Network medicine informed multiomics integration identifies drug targets and repurposable medicines for Amyotrophic Lateral Sclerosis

Abstract

Amyotrophic Lateral Sclerosis (ALS) is a devastating, immensely complex neurodegenerative disease by lack of effective treatments. We developed a network medicine methodology via integrating human brain multi-omics data to prioritize drug targets and repurposable treatments for ALS. We leveraged non-coding ALS loci effects from genome-wide associated studies (GWAS) on human brain expression quantitative trait loci (QTL) (eQTL), protein QTL (pQTL), splicing QTL (sQTL), methylation QTL (meQTL), and histone acetylation QTL (haQTL). Using a network-based deep learning framework, we identified 105 putative ALS-associated genes enriched in known ALS pathobiological pathways. Applying network proximity analysis of predicted ALS-associated genes and drug-target networks under the human protein-protein interactome (PPI) model, we identified potential repurposable drugs (i.e., Diazoxide and Gefitinib) for ALS. Subsequent validation established preclinical evidence for top-prioritized drugs. In summary, we presented a network-based multi-omics framework to identify drug targets and repurposable treatments for ALS and other neurodegenerative disease if broadly applied.

Fig. 1. A flowchart describing the network-based multi-omics interaction workflow to infer drug targets and repurposable treatments for Amyotrophic Lateral Sclerosis (ALS).

First, we employed an advanced machine learning technique to analyze the intricate network formed by protein-protein interactions (PPIs). This network was segmented into several smaller, interconnected clusters. We then found that these clusters could serve as predictors for protein roles as per the annotations in the Gene Ontology (GO) database. Moving forward, we identified potential genes associated with Amyotrophic Lateral Sclerosis. These genes share functional characteristics with previously known genes regulated by various genomic elements, such as methylation (methyl) quantitative trait loci (meQTL) and protein quantitative trait loci (pQTL). In the final step, we focused on repurposing certain drugs (for example, gefitinib) that may be effective in treating Amyotrophic Lateral Sclerosis.

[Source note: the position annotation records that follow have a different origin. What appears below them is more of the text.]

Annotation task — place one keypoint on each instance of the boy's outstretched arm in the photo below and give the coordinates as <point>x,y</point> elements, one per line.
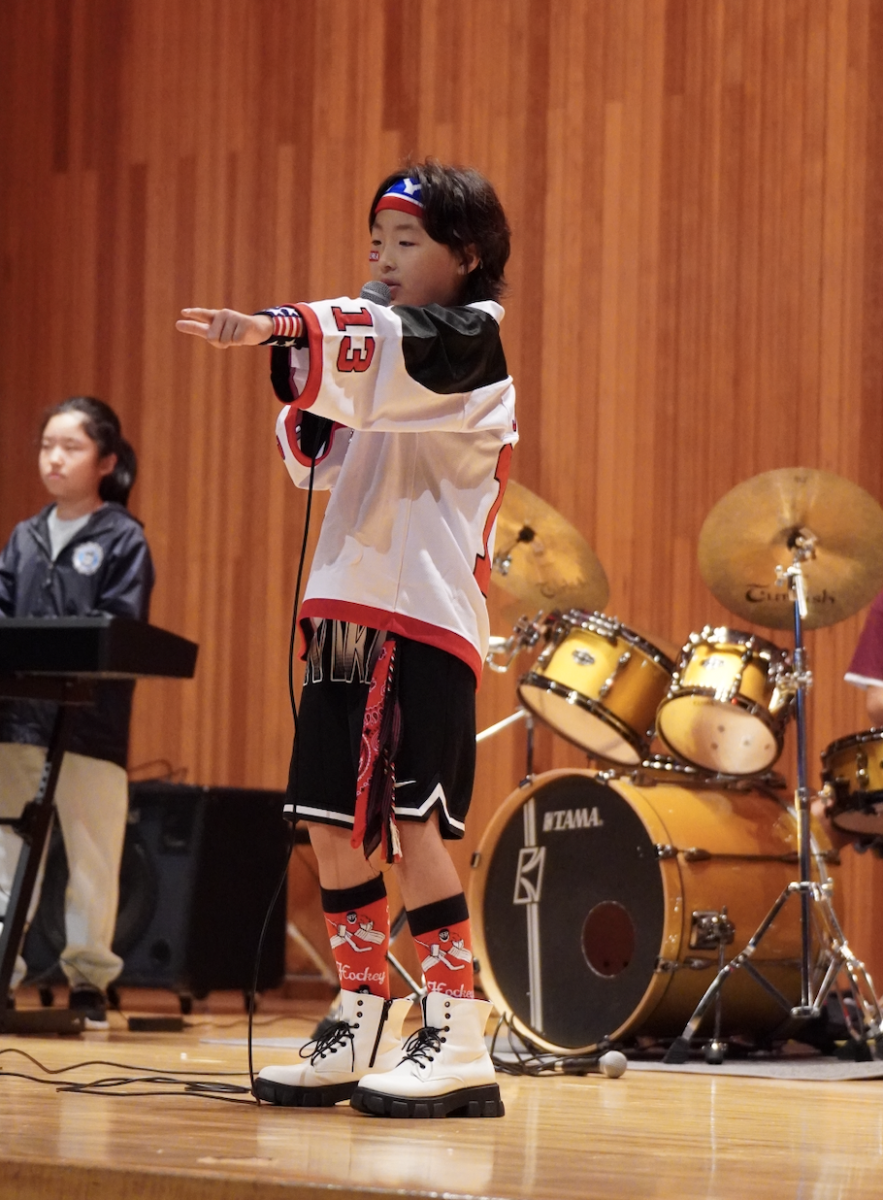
<point>224,327</point>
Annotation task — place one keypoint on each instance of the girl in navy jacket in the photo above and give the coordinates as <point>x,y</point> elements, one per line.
<point>83,555</point>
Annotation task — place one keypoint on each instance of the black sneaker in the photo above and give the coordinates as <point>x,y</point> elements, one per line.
<point>91,1003</point>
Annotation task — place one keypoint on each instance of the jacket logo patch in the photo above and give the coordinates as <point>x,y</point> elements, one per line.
<point>88,558</point>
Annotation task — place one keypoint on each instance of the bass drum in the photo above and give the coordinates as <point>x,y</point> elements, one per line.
<point>594,904</point>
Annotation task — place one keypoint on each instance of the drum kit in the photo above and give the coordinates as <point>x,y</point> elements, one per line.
<point>660,895</point>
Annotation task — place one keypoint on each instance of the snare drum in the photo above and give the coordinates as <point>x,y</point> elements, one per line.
<point>725,709</point>
<point>599,683</point>
<point>596,905</point>
<point>853,771</point>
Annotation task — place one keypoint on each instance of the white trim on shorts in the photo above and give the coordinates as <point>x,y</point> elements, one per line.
<point>419,813</point>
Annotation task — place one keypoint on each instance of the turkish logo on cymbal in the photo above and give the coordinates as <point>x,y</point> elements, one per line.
<point>762,593</point>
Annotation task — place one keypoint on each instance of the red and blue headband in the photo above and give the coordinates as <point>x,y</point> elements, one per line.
<point>404,196</point>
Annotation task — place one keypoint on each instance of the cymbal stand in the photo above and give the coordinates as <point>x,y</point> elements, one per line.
<point>816,910</point>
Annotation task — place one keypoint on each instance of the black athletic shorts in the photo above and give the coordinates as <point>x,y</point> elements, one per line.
<point>436,759</point>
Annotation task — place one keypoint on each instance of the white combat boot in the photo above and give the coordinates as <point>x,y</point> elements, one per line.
<point>445,1068</point>
<point>368,1036</point>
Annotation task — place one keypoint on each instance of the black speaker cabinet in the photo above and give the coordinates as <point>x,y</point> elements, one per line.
<point>199,867</point>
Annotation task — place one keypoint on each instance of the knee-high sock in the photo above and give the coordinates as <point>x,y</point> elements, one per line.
<point>358,922</point>
<point>443,937</point>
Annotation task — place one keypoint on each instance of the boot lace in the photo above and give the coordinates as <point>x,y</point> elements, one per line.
<point>337,1035</point>
<point>424,1044</point>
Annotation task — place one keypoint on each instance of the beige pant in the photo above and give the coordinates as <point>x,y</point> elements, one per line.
<point>91,799</point>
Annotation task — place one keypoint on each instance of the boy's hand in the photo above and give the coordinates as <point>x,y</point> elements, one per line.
<point>224,328</point>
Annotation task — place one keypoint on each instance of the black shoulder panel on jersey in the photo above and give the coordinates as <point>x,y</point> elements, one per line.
<point>280,373</point>
<point>451,349</point>
<point>314,435</point>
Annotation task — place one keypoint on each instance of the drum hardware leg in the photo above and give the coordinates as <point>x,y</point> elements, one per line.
<point>526,634</point>
<point>716,1050</point>
<point>520,714</point>
<point>396,927</point>
<point>815,899</point>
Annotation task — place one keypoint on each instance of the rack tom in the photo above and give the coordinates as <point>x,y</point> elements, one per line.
<point>599,684</point>
<point>726,709</point>
<point>852,769</point>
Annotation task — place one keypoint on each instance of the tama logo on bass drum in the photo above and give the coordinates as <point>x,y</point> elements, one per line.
<point>571,819</point>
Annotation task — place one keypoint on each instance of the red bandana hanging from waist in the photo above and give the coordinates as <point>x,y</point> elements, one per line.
<point>376,787</point>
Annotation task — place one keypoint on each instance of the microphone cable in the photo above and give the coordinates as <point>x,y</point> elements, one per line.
<point>379,294</point>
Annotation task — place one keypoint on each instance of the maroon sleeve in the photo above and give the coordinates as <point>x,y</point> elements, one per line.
<point>868,659</point>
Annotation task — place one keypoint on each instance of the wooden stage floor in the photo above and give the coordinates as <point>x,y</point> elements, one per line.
<point>647,1134</point>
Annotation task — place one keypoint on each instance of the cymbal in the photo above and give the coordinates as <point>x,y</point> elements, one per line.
<point>541,559</point>
<point>752,528</point>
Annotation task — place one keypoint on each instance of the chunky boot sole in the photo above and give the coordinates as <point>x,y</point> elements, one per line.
<point>288,1096</point>
<point>468,1102</point>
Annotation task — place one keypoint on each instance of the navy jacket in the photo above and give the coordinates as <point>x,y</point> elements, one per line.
<point>104,569</point>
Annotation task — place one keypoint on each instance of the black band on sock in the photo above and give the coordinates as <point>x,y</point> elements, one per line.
<point>346,899</point>
<point>438,915</point>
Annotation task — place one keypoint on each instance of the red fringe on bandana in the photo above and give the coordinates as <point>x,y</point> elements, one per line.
<point>376,786</point>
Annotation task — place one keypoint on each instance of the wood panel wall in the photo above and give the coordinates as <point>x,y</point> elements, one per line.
<point>696,291</point>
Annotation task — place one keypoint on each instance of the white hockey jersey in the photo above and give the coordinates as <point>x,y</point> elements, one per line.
<point>410,415</point>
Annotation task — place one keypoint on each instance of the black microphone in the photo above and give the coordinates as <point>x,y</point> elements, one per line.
<point>377,292</point>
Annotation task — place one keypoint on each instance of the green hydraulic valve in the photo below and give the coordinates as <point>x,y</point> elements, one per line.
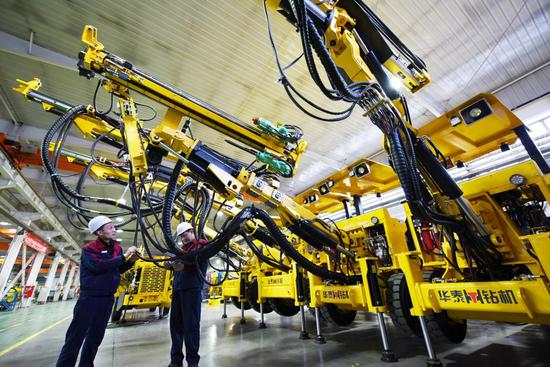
<point>274,163</point>
<point>281,132</point>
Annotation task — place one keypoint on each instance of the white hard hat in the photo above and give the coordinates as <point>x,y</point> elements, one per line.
<point>98,222</point>
<point>183,227</point>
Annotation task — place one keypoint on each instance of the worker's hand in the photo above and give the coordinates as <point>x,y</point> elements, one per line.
<point>134,256</point>
<point>131,251</point>
<point>178,266</point>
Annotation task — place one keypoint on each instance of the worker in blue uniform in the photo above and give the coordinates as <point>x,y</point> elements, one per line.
<point>185,312</point>
<point>101,264</point>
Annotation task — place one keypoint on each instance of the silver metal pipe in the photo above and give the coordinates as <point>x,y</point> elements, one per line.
<point>383,333</point>
<point>427,341</point>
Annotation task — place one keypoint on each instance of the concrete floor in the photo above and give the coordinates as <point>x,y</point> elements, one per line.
<point>226,343</point>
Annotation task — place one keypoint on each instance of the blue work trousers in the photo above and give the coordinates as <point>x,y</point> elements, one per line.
<point>90,318</point>
<point>185,324</point>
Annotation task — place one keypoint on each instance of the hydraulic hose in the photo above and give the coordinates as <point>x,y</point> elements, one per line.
<point>291,252</point>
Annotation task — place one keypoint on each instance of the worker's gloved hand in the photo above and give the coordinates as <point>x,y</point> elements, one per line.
<point>131,254</point>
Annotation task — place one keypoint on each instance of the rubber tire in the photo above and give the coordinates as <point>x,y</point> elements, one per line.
<point>283,306</point>
<point>336,316</point>
<point>439,324</point>
<point>252,298</point>
<point>236,303</point>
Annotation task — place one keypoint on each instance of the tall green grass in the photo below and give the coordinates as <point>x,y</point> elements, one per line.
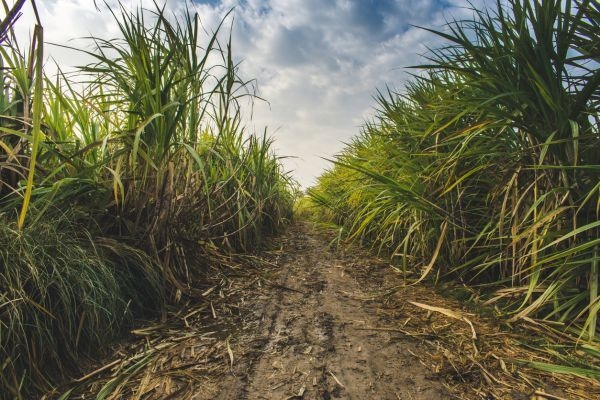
<point>119,186</point>
<point>485,168</point>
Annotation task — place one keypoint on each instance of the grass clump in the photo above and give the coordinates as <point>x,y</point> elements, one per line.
<point>119,186</point>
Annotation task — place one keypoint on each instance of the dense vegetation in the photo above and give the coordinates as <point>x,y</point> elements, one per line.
<point>119,186</point>
<point>485,167</point>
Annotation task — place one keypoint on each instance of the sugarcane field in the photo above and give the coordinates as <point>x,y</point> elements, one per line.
<point>300,199</point>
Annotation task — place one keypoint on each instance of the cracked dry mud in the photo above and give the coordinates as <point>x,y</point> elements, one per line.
<point>311,336</point>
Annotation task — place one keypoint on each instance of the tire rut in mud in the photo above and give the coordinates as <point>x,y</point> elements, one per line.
<point>313,339</point>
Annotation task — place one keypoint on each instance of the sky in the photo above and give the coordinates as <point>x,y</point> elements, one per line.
<point>317,63</point>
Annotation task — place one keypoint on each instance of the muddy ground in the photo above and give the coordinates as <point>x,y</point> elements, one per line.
<point>314,321</point>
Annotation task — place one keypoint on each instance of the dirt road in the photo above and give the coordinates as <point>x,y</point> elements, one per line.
<point>305,321</point>
<point>316,336</point>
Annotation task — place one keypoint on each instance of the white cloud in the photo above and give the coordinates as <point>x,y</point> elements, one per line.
<point>318,62</point>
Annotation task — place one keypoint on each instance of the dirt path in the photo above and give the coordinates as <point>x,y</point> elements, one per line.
<point>315,339</point>
<point>309,322</point>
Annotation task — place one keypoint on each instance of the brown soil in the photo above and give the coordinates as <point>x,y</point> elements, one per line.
<point>317,339</point>
<point>313,322</point>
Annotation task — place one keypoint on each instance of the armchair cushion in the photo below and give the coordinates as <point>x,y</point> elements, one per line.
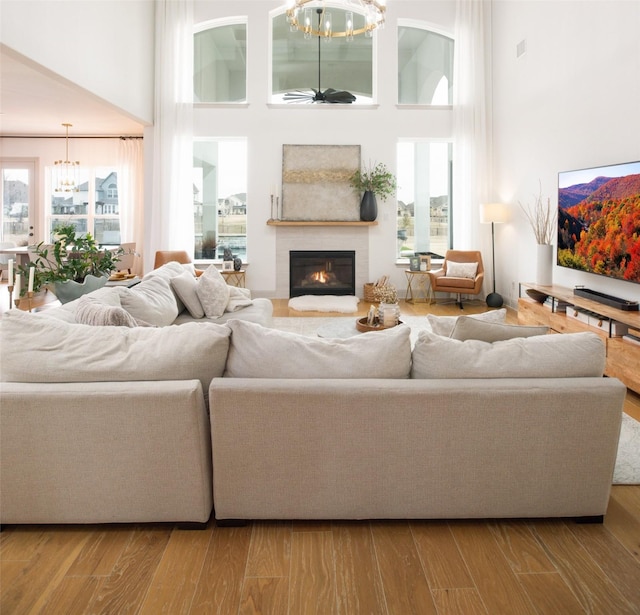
<point>461,270</point>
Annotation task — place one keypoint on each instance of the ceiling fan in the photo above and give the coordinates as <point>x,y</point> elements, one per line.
<point>330,95</point>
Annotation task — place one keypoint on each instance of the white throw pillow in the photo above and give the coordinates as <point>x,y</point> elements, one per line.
<point>151,301</point>
<point>47,350</point>
<point>213,292</point>
<point>185,287</point>
<point>573,355</point>
<point>92,312</point>
<point>258,352</point>
<point>443,325</point>
<point>467,328</point>
<point>461,270</point>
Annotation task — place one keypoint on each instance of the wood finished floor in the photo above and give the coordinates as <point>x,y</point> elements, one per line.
<point>506,567</point>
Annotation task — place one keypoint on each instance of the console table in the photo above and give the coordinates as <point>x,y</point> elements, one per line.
<point>559,311</point>
<point>234,278</point>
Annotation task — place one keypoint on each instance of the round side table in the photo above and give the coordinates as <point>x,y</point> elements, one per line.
<point>422,292</point>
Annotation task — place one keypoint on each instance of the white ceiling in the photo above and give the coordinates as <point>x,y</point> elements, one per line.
<point>36,102</point>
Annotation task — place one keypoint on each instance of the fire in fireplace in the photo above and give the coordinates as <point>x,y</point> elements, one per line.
<point>322,272</point>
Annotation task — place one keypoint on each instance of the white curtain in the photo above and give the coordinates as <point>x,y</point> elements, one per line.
<point>472,163</point>
<point>169,221</point>
<point>131,195</point>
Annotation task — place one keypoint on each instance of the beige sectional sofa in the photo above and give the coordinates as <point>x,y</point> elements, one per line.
<point>116,424</point>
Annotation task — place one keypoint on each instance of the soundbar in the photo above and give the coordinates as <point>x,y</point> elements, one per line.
<point>594,295</point>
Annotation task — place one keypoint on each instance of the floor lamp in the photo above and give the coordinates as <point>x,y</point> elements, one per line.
<point>495,213</point>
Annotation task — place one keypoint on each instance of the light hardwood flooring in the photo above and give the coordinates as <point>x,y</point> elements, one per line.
<point>495,567</point>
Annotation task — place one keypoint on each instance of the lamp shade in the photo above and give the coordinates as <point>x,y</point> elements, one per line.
<point>493,212</point>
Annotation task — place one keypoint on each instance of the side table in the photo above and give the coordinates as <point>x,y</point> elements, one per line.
<point>235,278</point>
<point>422,293</point>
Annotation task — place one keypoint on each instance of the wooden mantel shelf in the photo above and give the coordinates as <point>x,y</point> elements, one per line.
<point>272,222</point>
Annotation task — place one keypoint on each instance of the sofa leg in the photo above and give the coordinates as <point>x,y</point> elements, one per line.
<point>192,525</point>
<point>232,522</point>
<point>592,519</point>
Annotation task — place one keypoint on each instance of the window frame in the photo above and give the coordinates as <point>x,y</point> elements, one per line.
<point>404,22</point>
<point>220,23</point>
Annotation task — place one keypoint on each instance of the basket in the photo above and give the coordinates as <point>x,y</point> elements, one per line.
<point>368,292</point>
<point>374,293</point>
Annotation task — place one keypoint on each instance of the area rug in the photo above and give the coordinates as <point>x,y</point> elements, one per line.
<point>627,469</point>
<point>347,304</point>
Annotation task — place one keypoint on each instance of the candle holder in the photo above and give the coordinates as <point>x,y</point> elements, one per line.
<point>25,303</point>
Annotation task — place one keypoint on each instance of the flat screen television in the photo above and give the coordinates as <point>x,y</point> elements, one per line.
<point>599,221</point>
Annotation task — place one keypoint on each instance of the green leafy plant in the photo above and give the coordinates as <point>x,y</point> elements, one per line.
<point>375,178</point>
<point>70,257</point>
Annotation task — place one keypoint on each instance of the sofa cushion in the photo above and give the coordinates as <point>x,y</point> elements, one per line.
<point>91,311</point>
<point>185,286</point>
<point>47,350</point>
<point>573,355</point>
<point>213,292</point>
<point>151,301</point>
<point>258,352</point>
<point>461,270</point>
<point>467,328</point>
<point>443,325</point>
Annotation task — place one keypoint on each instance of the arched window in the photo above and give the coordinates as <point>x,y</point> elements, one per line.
<point>220,61</point>
<point>300,64</point>
<point>425,65</point>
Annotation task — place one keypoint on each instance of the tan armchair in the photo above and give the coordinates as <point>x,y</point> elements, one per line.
<point>441,282</point>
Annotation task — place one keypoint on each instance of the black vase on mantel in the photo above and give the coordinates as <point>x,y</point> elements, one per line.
<point>368,207</point>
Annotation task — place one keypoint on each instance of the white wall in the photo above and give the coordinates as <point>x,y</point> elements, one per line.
<point>267,128</point>
<point>571,101</point>
<point>105,47</point>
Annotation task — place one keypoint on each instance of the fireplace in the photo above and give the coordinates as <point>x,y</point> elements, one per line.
<point>322,272</point>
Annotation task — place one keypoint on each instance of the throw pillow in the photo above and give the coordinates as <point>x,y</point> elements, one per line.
<point>571,355</point>
<point>185,286</point>
<point>168,271</point>
<point>90,311</point>
<point>443,325</point>
<point>259,352</point>
<point>467,328</point>
<point>461,270</point>
<point>151,301</point>
<point>213,292</point>
<point>47,350</point>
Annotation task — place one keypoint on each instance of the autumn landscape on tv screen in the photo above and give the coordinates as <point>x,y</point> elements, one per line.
<point>599,221</point>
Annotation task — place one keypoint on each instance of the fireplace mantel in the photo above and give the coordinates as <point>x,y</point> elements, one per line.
<point>272,222</point>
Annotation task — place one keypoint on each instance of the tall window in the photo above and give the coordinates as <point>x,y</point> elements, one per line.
<point>220,197</point>
<point>220,62</point>
<point>424,197</point>
<point>425,66</point>
<point>304,64</point>
<point>93,208</point>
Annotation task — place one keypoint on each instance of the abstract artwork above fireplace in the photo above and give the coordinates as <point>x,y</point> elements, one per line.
<point>315,182</point>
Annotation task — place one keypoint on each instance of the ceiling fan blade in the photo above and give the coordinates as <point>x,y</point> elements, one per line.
<point>338,96</point>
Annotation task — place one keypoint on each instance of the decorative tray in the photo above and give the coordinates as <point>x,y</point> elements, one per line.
<point>115,277</point>
<point>363,327</point>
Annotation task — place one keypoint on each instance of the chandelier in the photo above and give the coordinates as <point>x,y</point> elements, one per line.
<point>300,17</point>
<point>66,171</point>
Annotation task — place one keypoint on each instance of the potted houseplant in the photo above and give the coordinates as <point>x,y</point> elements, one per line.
<point>373,180</point>
<point>542,218</point>
<point>72,266</point>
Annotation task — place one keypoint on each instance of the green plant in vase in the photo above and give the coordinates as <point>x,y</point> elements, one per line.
<point>72,259</point>
<point>373,181</point>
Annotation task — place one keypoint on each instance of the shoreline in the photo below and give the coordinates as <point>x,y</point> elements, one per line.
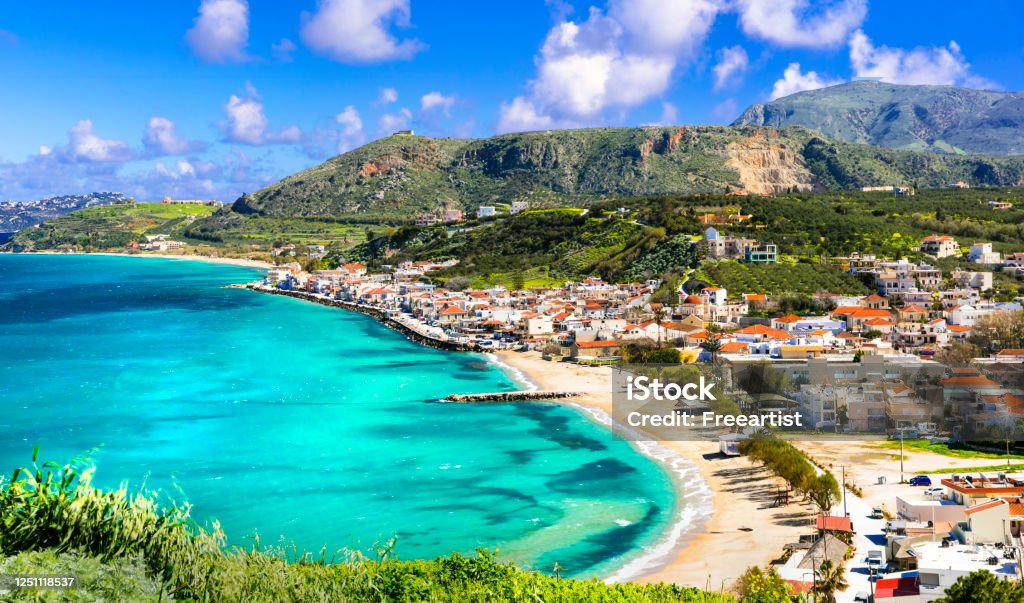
<point>198,258</point>
<point>724,505</point>
<point>718,499</point>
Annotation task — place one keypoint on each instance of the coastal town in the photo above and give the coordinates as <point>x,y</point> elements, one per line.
<point>884,363</point>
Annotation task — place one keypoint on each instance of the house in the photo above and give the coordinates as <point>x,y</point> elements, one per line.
<point>940,246</point>
<point>594,349</point>
<point>981,253</point>
<point>979,281</point>
<point>912,313</point>
<point>764,253</point>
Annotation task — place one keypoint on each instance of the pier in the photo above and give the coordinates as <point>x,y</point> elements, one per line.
<point>509,396</point>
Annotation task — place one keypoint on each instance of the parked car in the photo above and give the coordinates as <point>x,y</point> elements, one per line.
<point>875,559</point>
<point>921,480</point>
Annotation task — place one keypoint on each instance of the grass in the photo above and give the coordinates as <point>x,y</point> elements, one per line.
<point>945,449</point>
<point>144,547</point>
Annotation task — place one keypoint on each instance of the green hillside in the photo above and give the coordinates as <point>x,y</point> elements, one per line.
<point>110,226</point>
<point>395,178</point>
<point>938,119</point>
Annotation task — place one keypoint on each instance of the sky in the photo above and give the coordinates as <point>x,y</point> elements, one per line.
<point>212,98</point>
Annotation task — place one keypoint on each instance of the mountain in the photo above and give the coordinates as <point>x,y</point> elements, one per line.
<point>17,215</point>
<point>936,119</point>
<point>399,176</point>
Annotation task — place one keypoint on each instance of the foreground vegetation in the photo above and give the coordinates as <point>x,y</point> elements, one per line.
<point>130,547</point>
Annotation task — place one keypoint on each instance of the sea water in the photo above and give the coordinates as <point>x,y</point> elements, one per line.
<point>310,426</point>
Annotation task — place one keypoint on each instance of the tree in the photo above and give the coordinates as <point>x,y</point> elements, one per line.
<point>982,587</point>
<point>457,284</point>
<point>757,586</point>
<point>999,331</point>
<point>824,491</point>
<point>713,344</point>
<point>830,579</point>
<point>658,318</point>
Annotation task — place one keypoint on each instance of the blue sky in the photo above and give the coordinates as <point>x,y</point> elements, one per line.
<point>209,98</point>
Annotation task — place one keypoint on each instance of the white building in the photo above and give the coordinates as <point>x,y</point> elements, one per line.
<point>981,253</point>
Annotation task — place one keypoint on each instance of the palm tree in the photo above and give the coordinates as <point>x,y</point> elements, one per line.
<point>658,317</point>
<point>832,578</point>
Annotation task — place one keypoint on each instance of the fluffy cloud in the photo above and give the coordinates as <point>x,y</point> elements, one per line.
<point>351,134</point>
<point>669,117</point>
<point>392,122</point>
<point>614,59</point>
<point>161,138</point>
<point>942,66</point>
<point>220,33</point>
<point>248,124</point>
<point>435,101</point>
<point>358,31</point>
<point>795,24</point>
<point>732,63</point>
<point>794,81</point>
<point>283,50</point>
<point>84,144</point>
<point>521,116</point>
<point>387,96</point>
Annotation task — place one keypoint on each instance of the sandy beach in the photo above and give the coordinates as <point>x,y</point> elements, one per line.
<point>198,258</point>
<point>742,526</point>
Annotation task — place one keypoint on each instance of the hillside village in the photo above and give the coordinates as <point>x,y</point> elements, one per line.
<point>833,355</point>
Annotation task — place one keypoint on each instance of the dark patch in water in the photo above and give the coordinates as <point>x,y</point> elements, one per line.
<point>601,547</point>
<point>554,425</point>
<point>592,476</point>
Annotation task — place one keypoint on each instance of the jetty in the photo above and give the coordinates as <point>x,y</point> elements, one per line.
<point>509,396</point>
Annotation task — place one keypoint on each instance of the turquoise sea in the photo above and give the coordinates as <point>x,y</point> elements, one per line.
<point>309,425</point>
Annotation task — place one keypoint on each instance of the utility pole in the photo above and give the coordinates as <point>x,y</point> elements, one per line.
<point>901,456</point>
<point>845,512</point>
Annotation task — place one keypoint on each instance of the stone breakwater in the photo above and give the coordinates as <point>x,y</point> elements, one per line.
<point>509,396</point>
<point>401,327</point>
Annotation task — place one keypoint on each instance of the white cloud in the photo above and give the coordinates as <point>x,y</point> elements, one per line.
<point>732,63</point>
<point>387,96</point>
<point>669,117</point>
<point>283,50</point>
<point>796,24</point>
<point>248,124</point>
<point>161,138</point>
<point>941,66</point>
<point>726,111</point>
<point>390,123</point>
<point>794,80</point>
<point>220,33</point>
<point>436,101</point>
<point>84,144</point>
<point>351,134</point>
<point>617,59</point>
<point>521,116</point>
<point>358,31</point>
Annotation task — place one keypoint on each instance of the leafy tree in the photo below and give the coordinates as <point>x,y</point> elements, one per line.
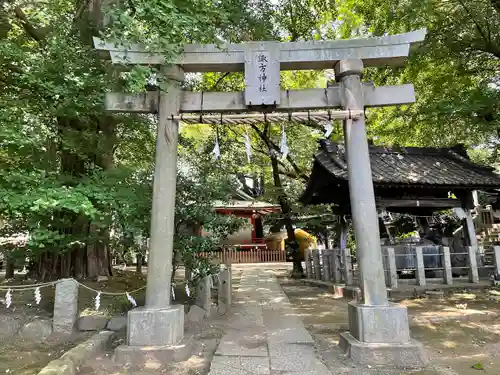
<point>455,71</point>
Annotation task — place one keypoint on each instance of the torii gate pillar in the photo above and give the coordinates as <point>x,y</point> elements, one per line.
<point>379,332</point>
<point>160,324</point>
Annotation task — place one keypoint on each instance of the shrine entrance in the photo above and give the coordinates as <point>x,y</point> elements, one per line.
<point>378,330</point>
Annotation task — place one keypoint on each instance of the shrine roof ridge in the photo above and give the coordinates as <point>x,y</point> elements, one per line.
<point>446,166</point>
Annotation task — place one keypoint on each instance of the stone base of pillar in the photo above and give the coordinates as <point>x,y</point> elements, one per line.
<point>155,356</point>
<point>380,335</point>
<point>155,336</point>
<point>409,355</point>
<point>155,327</point>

Fig. 2. Gene regulatory landscape of ALS GWAS loci.

Overview of genetic loci linked to Amyotrophic Lateral Sclerosis (ALS) identified through genome-wide association studies, distributed among various chromosomes and analyzed in relation to five genomic regulatory factors: expression quantitative trait loci (eQTL), histone modifications, protein interactions, spliceosome (splicing) components, and DNA methylation (methyl) patterns.

Fig. 3. Network-based visualization of 105 predicted ALS-associated genes.

Prioritized ALS-associated genes are colored with various evidence. Yellow genes are the ones identified by GisGeNET with an association score ≥0.1. Blue genes are the ones enriched in KEGG pathway. Purple genes are the ones detailed in Diseases JansenLab database with a Z-score ≥3. Red genes are the ones identified by enrichment analysis from other ALS-relavant literature.

Fig. 4. Network Proximity-predicted drugs for six existing gene sets from literatures and the predicted ALS-associated genes.

Z-score between −4 to 0 is depicted by the gradient from red to blue. Drugs are categorized by colors according to the primary codes of the Anatomical Therapeutic Chemical (ATC) classification system. Three candidate drugs and their target genes using our drug-target network analysis. Blue genes are predicted ALS PPI nodes only, green genes are druggable targets that are in direct proximity with predicted ALS PPI nodes, yellow genes are both an ALS PPI node and a druggable target.